Jimmy Walsh

Personal information
- Full name: James Thomas Patrick Walsh
- Date of birth: 20 November 1954 (age 71)
- Place of birth: Paddington, England
- Position: Full back

Senior career*
- Years: Team / Apps / (Gls)
- 1972–1978: Watford / 65 / (0)
- 1978–1981: York City / 99 / (2)
- 1981–1982: Frickley Athletic / 13 / (1)
- 1982–1984: Slough Town / 23 / (0)
- 1984–?: Windsor & Eton / ? / (?)

= Jimmy Walsh (footballer, born 1954) =

English footballer

James Thomas Patrick Walsh (born 20 November 1954) is an English former footballer.

==Career==
Walsh played as a goalkeeper at school, and after two weeks as a machine operator working as a metal presser, he sold vegetables on Slough market while playing for Britwell Boys Club. He had a five-week trial at Watford and was subsequently signed by manager Ken Furphy as an apprentice, turning professional November 1972.
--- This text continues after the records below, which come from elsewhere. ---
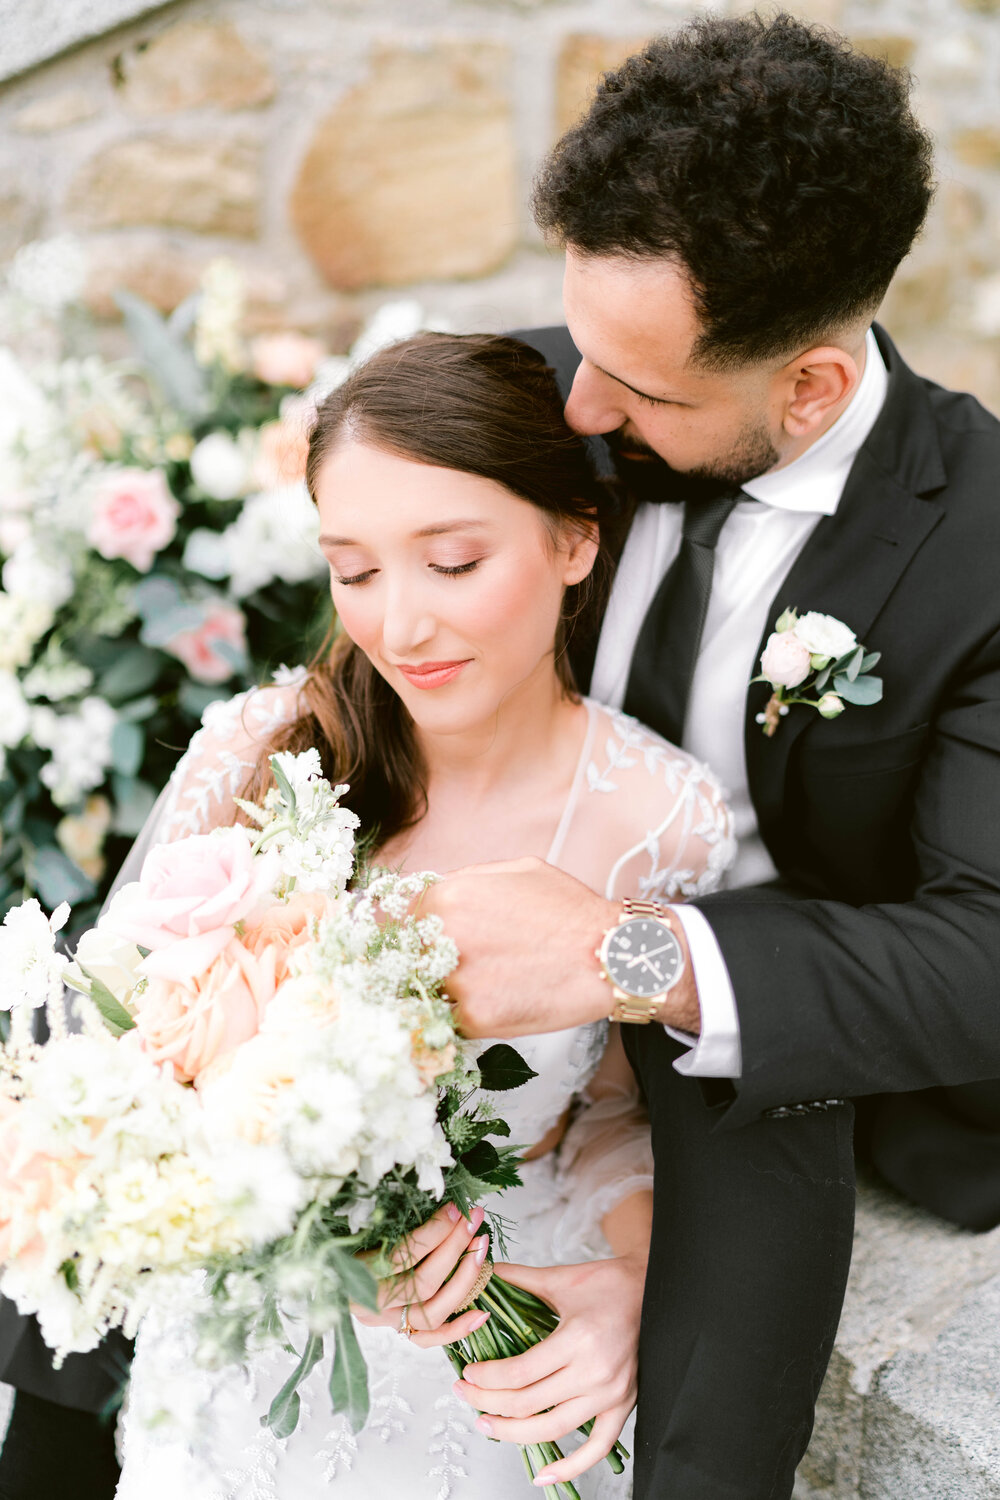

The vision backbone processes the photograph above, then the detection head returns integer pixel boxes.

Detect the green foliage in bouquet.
[0,246,372,925]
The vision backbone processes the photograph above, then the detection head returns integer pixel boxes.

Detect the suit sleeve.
[692,621,1000,1128]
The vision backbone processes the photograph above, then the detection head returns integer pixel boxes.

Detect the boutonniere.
[751,608,883,737]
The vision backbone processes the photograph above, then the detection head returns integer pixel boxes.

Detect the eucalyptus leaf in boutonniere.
[751,608,883,737]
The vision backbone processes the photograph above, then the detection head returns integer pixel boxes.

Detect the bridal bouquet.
[0,750,627,1500]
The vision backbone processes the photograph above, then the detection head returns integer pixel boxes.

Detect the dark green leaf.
[28,847,95,908]
[111,722,145,778]
[812,666,832,693]
[116,695,160,724]
[265,1332,324,1439]
[461,1140,500,1177]
[832,673,883,706]
[78,969,136,1035]
[329,1314,370,1434]
[97,646,164,703]
[842,647,865,683]
[116,289,212,420]
[476,1044,538,1092]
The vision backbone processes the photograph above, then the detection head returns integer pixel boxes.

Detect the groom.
[437,13,1000,1499]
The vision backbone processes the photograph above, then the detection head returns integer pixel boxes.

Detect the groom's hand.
[419,857,701,1038]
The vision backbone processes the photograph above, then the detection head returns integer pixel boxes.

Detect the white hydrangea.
[191,483,324,598]
[32,696,117,808]
[189,431,253,501]
[0,592,54,672]
[0,897,69,1011]
[7,236,87,316]
[22,651,93,703]
[2,539,75,610]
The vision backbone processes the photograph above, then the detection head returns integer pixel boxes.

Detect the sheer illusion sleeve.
[549,703,737,1257]
[107,671,308,898]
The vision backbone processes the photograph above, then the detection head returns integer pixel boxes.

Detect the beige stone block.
[67,137,260,237]
[0,191,43,260]
[953,127,1000,170]
[939,181,986,238]
[290,42,517,291]
[881,260,957,335]
[119,20,275,113]
[555,35,651,138]
[13,88,101,133]
[958,0,1000,14]
[850,34,917,70]
[82,233,291,322]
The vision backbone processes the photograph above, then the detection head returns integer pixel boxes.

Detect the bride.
[114,332,734,1499]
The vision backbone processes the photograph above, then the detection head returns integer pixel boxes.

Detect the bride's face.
[315,439,596,734]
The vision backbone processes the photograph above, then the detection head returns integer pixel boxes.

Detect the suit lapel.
[744,329,947,842]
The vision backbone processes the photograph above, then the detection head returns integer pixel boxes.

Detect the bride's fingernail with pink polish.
[469,1310,490,1330]
[473,1234,489,1265]
[465,1205,483,1234]
[445,1203,460,1223]
[475,1417,494,1437]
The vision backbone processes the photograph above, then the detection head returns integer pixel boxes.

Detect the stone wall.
[1,0,999,410]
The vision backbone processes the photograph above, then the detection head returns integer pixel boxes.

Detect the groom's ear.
[779,345,861,439]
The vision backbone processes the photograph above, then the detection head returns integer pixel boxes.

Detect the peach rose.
[759,630,812,689]
[86,468,181,573]
[133,938,277,1084]
[252,419,309,490]
[162,600,247,685]
[251,332,326,390]
[242,891,332,987]
[0,1101,83,1264]
[103,827,280,984]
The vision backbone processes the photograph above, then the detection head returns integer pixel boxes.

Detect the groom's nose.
[564,360,627,436]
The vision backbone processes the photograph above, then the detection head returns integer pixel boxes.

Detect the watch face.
[605,917,683,999]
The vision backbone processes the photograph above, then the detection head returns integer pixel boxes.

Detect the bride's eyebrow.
[318,520,492,547]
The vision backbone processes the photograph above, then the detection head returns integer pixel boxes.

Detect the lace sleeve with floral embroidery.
[579,706,736,904]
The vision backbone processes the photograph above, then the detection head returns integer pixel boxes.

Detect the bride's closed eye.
[430,559,482,576]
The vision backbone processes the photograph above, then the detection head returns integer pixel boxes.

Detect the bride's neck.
[414,661,582,802]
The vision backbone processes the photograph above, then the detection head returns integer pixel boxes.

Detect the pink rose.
[250,332,326,390]
[133,938,277,1084]
[163,601,247,684]
[0,1100,83,1265]
[759,630,812,689]
[86,468,181,573]
[103,827,280,984]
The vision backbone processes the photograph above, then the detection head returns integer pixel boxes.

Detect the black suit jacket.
[520,323,1000,1128]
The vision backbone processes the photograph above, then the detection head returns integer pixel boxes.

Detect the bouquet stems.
[444,1266,629,1500]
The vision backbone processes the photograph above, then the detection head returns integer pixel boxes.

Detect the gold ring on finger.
[398,1304,415,1340]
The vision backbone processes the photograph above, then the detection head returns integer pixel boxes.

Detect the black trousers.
[0,1391,120,1500]
[623,1026,856,1500]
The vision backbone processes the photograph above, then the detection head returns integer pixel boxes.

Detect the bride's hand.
[351,1201,492,1349]
[451,1254,644,1485]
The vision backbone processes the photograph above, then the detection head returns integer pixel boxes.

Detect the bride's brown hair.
[243,332,611,845]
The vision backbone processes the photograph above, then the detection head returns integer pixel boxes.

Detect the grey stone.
[0,0,172,83]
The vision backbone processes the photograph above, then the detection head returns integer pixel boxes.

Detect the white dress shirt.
[590,329,889,1077]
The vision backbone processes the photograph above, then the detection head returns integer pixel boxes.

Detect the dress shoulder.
[158,667,309,843]
[565,700,736,903]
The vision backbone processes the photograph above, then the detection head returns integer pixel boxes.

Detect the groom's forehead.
[562,250,710,389]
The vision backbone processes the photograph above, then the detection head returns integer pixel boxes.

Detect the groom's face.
[562,249,783,485]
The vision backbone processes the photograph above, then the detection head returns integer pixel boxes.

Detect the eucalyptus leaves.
[753,608,883,737]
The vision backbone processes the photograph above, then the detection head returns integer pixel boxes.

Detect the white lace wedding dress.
[114,674,735,1500]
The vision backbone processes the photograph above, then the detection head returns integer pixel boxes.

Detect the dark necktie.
[623,489,742,745]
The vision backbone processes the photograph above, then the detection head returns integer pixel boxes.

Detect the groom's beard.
[606,416,780,500]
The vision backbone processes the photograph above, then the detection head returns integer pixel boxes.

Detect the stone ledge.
[0,0,173,84]
[796,1172,1000,1498]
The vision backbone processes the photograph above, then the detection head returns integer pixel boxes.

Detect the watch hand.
[624,942,674,968]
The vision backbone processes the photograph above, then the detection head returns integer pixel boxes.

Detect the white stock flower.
[0,898,69,1011]
[22,652,93,703]
[2,539,74,610]
[194,259,246,374]
[0,671,31,749]
[189,431,252,501]
[792,611,857,662]
[0,592,54,672]
[32,697,117,808]
[210,1140,305,1244]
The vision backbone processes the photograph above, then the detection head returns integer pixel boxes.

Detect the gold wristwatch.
[596,897,685,1023]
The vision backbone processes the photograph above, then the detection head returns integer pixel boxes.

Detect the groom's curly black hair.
[532,12,934,368]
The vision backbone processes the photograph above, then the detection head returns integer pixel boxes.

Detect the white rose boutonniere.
[752,607,882,737]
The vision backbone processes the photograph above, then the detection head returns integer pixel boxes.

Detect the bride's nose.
[381,581,437,658]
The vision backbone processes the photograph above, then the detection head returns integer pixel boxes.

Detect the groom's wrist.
[594,900,701,1034]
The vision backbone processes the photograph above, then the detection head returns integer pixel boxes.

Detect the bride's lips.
[395,659,471,690]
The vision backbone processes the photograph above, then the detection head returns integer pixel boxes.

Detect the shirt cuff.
[663,905,742,1078]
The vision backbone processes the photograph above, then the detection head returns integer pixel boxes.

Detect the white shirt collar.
[741,328,888,517]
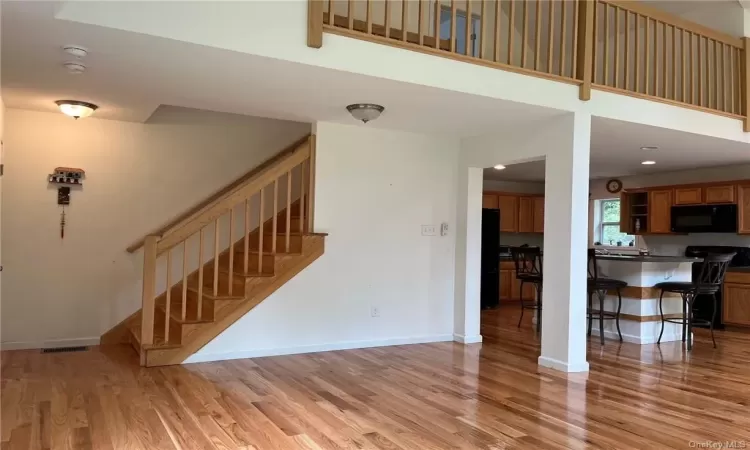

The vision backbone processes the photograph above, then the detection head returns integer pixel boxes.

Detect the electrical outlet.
[370,306,380,317]
[440,223,449,236]
[421,225,437,236]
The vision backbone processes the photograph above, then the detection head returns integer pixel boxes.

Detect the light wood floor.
[3,305,750,449]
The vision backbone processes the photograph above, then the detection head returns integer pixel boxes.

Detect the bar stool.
[511,247,543,332]
[656,252,734,350]
[587,249,626,345]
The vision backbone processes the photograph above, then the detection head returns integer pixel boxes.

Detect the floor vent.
[42,346,89,354]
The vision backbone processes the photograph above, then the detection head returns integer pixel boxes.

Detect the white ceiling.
[485,116,750,182]
[0,1,560,135]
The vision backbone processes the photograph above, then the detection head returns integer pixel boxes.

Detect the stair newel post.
[272,179,279,254]
[140,236,159,358]
[307,135,316,233]
[228,208,235,296]
[197,228,204,321]
[258,187,266,274]
[165,248,172,343]
[213,218,220,297]
[286,171,292,252]
[300,161,306,234]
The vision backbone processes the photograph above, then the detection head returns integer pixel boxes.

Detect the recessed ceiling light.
[494,164,506,170]
[640,146,659,151]
[641,160,656,165]
[55,100,98,119]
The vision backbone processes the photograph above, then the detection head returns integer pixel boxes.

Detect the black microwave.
[671,204,738,233]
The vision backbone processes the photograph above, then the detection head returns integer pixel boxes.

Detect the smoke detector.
[63,62,86,74]
[63,45,88,58]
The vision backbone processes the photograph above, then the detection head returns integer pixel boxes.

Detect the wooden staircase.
[102,136,324,367]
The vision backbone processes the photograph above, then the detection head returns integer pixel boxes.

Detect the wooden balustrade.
[592,0,744,119]
[309,0,750,125]
[137,137,316,347]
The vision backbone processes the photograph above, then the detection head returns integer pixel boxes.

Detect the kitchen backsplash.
[643,234,750,255]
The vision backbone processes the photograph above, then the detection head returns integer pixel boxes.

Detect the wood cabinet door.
[723,283,750,326]
[532,196,544,233]
[649,189,673,234]
[499,270,513,300]
[739,185,750,234]
[482,194,499,209]
[517,197,534,233]
[705,185,735,204]
[497,195,518,233]
[674,187,703,205]
[619,192,633,234]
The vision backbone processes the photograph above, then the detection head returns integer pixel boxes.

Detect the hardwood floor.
[3,305,750,449]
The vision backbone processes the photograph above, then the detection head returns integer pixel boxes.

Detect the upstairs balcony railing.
[308,0,750,129]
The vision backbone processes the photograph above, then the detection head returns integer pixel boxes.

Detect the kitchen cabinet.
[518,197,534,233]
[674,187,703,205]
[499,269,513,301]
[738,185,750,234]
[497,195,519,233]
[482,194,499,209]
[532,196,545,233]
[705,185,735,204]
[648,189,673,234]
[723,283,750,326]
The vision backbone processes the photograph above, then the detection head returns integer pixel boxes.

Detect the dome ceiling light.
[346,103,384,123]
[55,100,98,119]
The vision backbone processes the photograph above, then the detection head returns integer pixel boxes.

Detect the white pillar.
[539,112,591,373]
[453,166,484,344]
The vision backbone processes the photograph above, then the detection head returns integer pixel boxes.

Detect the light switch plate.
[421,225,437,236]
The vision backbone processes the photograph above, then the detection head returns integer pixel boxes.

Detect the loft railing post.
[139,235,158,364]
[308,0,324,48]
[743,37,750,131]
[577,0,595,100]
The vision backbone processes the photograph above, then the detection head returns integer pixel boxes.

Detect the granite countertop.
[597,254,702,263]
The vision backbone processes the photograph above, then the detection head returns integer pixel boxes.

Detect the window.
[594,199,636,248]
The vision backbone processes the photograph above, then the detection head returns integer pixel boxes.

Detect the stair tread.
[186,285,244,300]
[217,268,275,278]
[156,303,213,325]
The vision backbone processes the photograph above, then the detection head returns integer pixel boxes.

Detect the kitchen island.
[593,254,701,344]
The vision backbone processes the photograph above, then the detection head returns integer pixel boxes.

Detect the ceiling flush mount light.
[494,164,506,170]
[641,160,656,165]
[55,100,98,119]
[346,103,384,123]
[640,146,659,151]
[63,45,88,58]
[63,62,86,74]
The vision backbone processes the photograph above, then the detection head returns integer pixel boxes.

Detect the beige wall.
[0,107,309,349]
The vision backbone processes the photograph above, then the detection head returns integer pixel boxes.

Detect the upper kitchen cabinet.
[497,195,519,233]
[705,185,736,204]
[648,189,673,234]
[739,185,750,234]
[674,187,703,205]
[482,194,499,209]
[532,196,545,233]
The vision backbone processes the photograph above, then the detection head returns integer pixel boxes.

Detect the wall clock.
[606,179,623,194]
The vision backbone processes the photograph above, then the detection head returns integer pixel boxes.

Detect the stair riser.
[247,234,303,253]
[218,252,276,275]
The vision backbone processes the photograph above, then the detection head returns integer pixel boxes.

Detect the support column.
[453,166,484,344]
[539,112,591,373]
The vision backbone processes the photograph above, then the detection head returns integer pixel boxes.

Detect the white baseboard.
[1,337,101,351]
[538,356,590,373]
[453,334,483,344]
[183,334,454,364]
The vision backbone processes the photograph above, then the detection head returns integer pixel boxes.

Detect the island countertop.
[596,254,702,263]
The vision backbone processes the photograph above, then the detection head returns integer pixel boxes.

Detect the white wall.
[590,163,750,255]
[1,107,310,349]
[187,121,459,362]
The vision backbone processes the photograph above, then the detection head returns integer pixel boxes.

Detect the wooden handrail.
[126,135,311,253]
[155,139,311,255]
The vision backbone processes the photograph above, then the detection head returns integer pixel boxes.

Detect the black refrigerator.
[481,208,501,309]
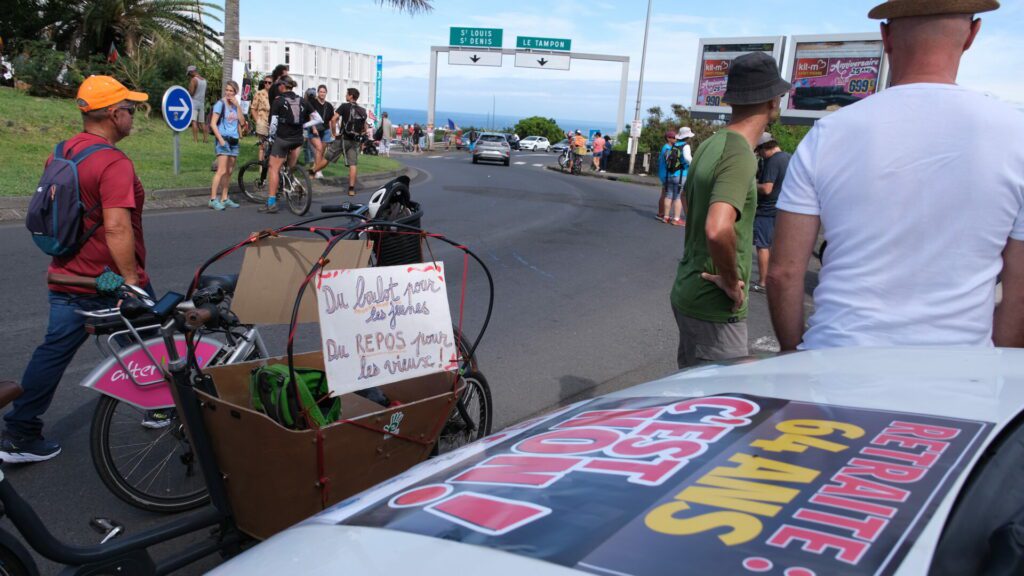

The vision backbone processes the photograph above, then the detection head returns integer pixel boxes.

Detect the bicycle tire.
[237,160,269,204]
[0,531,35,576]
[433,327,492,455]
[91,396,210,513]
[286,167,313,216]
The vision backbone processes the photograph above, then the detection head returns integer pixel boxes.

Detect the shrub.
[12,40,73,97]
[513,116,563,144]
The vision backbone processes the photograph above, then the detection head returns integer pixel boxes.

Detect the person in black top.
[307,84,335,178]
[268,64,289,107]
[315,87,363,196]
[260,76,309,214]
[751,132,791,292]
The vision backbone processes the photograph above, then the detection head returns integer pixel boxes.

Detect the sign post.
[375,56,383,120]
[161,85,194,176]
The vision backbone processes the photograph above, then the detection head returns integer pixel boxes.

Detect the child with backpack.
[657,128,693,226]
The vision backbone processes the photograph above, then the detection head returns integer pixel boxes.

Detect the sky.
[231,0,1024,124]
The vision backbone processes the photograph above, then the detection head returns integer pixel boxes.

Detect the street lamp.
[628,0,653,175]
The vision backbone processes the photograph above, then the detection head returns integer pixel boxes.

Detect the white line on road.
[532,164,544,167]
[429,155,443,159]
[514,161,527,165]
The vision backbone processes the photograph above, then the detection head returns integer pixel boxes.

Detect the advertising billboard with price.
[690,36,786,121]
[781,33,889,123]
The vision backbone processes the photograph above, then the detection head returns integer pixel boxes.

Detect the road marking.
[532,164,544,167]
[429,155,443,159]
[512,252,555,280]
[514,161,526,165]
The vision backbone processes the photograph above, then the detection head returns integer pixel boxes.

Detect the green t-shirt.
[670,129,757,323]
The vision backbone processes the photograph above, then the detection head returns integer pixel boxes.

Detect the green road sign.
[516,36,572,51]
[450,27,503,48]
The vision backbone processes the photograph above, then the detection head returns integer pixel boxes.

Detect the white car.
[519,136,551,152]
[211,348,1024,576]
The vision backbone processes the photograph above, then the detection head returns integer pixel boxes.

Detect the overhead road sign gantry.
[516,36,571,51]
[449,27,503,48]
[514,52,570,71]
[449,50,503,67]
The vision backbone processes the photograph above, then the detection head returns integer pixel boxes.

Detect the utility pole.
[628,0,653,175]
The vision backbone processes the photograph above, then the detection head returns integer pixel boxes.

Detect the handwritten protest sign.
[315,262,459,395]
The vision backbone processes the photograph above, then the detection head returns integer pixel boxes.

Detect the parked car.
[471,133,511,166]
[212,347,1024,576]
[519,136,550,152]
[550,139,570,153]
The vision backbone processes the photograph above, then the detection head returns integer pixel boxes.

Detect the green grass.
[0,87,402,197]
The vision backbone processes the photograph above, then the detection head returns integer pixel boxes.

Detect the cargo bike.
[0,176,496,575]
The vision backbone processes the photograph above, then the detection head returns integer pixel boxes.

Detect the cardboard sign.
[315,262,458,395]
[332,395,991,576]
[231,237,371,325]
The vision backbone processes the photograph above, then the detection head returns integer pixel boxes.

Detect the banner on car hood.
[337,395,991,576]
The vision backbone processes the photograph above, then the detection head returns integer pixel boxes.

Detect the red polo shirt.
[47,132,149,294]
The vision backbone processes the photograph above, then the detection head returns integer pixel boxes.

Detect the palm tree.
[76,0,221,58]
[220,0,433,92]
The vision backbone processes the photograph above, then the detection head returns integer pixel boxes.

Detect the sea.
[381,107,619,136]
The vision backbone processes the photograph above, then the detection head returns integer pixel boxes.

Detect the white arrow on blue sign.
[161,85,194,132]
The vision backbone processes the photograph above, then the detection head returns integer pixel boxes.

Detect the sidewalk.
[0,167,410,223]
[544,165,662,188]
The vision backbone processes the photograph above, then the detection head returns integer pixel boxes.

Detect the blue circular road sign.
[161,85,194,132]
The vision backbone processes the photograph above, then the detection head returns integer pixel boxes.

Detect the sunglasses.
[112,105,136,116]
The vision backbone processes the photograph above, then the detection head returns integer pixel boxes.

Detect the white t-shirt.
[778,83,1024,349]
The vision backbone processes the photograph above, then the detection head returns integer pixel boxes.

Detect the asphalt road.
[0,148,781,574]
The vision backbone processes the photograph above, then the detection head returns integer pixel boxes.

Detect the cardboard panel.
[230,237,372,325]
[199,351,460,539]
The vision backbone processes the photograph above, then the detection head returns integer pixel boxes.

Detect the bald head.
[882,14,982,85]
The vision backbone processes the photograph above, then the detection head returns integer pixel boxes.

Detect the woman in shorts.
[209,81,246,210]
[308,85,335,179]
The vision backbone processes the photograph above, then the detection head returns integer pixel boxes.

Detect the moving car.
[550,139,570,154]
[211,347,1024,576]
[519,136,551,152]
[472,132,511,166]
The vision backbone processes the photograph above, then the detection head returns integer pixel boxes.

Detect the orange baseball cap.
[76,75,148,112]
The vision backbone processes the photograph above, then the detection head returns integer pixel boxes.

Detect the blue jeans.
[6,290,123,439]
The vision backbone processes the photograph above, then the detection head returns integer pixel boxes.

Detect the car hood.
[212,348,1024,576]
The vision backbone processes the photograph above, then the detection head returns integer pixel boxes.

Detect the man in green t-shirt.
[670,52,791,368]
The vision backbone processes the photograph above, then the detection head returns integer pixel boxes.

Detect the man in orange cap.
[1,76,153,463]
[769,1,1024,351]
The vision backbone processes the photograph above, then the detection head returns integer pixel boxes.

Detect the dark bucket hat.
[722,52,792,106]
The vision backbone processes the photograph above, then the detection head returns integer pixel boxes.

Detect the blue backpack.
[26,141,117,256]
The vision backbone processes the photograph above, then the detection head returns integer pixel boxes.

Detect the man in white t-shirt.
[768,0,1024,350]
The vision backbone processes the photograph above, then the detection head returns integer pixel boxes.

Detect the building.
[242,38,377,109]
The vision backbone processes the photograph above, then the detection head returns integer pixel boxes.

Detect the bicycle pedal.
[90,517,125,544]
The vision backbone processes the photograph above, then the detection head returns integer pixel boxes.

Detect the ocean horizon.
[379,107,620,137]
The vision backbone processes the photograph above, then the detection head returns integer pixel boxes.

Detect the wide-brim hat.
[677,127,695,140]
[722,52,792,106]
[869,0,999,19]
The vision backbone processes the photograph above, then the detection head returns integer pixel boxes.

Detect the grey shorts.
[325,138,360,167]
[754,216,775,249]
[672,304,748,369]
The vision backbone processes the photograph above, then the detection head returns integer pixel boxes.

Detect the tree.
[75,0,221,58]
[513,116,563,145]
[220,0,433,92]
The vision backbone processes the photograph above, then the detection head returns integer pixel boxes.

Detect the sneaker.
[257,203,278,214]
[222,198,240,208]
[314,172,324,180]
[208,199,224,210]
[752,282,767,294]
[142,409,173,429]
[0,435,61,463]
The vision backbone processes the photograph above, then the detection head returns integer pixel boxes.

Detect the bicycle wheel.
[559,153,569,172]
[91,396,209,513]
[237,160,269,204]
[284,167,313,216]
[434,328,492,455]
[0,532,34,576]
[572,157,582,176]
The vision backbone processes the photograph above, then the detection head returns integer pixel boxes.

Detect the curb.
[543,165,660,187]
[0,167,410,223]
He left Watford and worked as a driver with his father briefly before joining York City in June 1978. He made his debut in a 1–0 defeat against Wigan Athletic on 23 September 1978 in Division Four. He scored two goals in his Football League career, which both came in York's 2–1 win against Hartlepool United on 5 April 1980. He made 114 appearances and scored two goals during his time with the club.

He went on to play for Frickley Athletic, with whom he made 13 appearances and scored one goal in the league during the 1981–82 season. He joined Slough Town in January 1982 and later went to Windsor & Eton in 1984.